Forum Discussion
You’re kinda missing the real issue here, and it’s making this sound way more black-and-white than it actually is.
Linux does support Secure Boot and TPM. That part isn’t up for debate. It’s been a thing for years, and plenty of distros already ship signed bootloaders, support TPM 2.0, disk encryption, measured boot, all of that. The problem isn’t that Linux “can’t do it” — it’s that Linux doesn’t just hand full kernel control to third-party anti-cheat software by default. That’s a conscious design choice, not laziness or a lack of capability.
Also, Secure Boot and TPM don’t stop most cheating anyway. They only protect the boot process. Most modern cheats happen after the system has already started — memory manipulation, external hardware, DMA devices, VM tricks, logic exploits, you name it.
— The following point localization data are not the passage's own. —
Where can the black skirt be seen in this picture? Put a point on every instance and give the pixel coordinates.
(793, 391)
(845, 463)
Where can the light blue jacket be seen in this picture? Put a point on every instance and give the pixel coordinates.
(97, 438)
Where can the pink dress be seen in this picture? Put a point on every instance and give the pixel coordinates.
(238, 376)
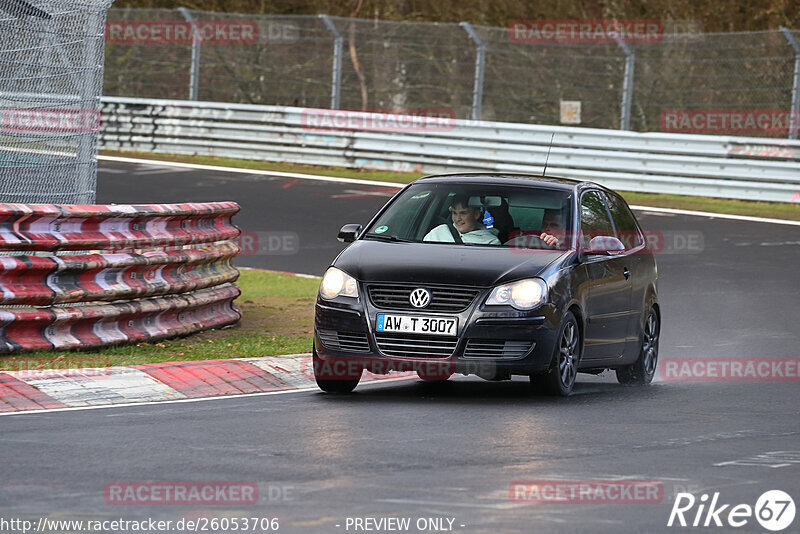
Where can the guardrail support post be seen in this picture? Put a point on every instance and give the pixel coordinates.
(795, 108)
(627, 86)
(194, 73)
(480, 62)
(336, 81)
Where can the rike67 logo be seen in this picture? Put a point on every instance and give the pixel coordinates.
(774, 510)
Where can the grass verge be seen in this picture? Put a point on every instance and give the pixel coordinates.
(277, 318)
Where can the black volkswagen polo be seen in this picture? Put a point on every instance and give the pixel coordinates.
(493, 275)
Windows games that require Secure Boot, TPM, and kernel anti-cheat still have tons of cheaters, so clearly this isn’t the magic fix it’s being sold as.
Your “it only took me an hour to enable TPM” story is kind of beside the point too. Nobody is arguing that turning it on is hard. The issue is EA choosing an anti-cheat approach that’s deeply tied to Windows internals instead of using solutions that already work cross-platform. Games are doing this right now — including competitive shooters — and they’re not collapsing under cheaters because of it.
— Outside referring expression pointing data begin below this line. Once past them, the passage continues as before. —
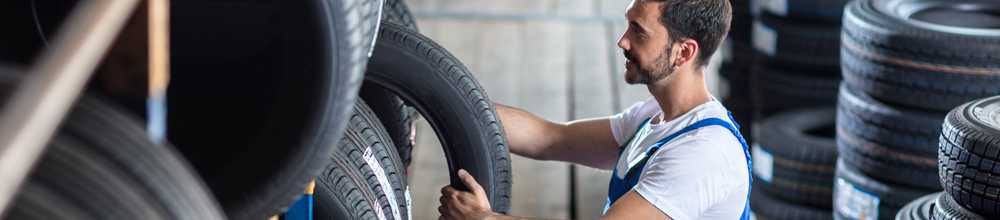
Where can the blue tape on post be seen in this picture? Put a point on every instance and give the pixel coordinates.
(156, 107)
(301, 210)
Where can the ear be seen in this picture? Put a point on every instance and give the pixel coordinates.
(688, 50)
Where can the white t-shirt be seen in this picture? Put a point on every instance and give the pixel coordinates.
(702, 174)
And blaming Linux devs for being “lazy” just doesn’t hold up. Linux is open by design. Users control their machines. That’s the whole point. A single universal key controlled by publishers or anti-cheat vendors wouldn’t be “more secure,” it’d be a massive downgrade in trust and user ownership. The flexibility you’re calling a flaw is literally why Linux is trusted in servers, infrastructure, and security-critical systems.
At the end of the day, EA didn’t “have no choice.” They made a choice. It’s a business and tooling decision — one that favors Windows and kernel-level enforcement because it’s easier for them, not because Linux is incapable or unsafe. Calling that inevitability doesn’t make it true.
So yeah, cheating sucks and devs should fight it — but pretending this is all Linux’s fault just doesn’t line up with how the tech actually works.
Great summary of the finer points in the unfortunate decisions made that affect BF6. It's why I'm still looking for a competitive shooter that'll work on Linux.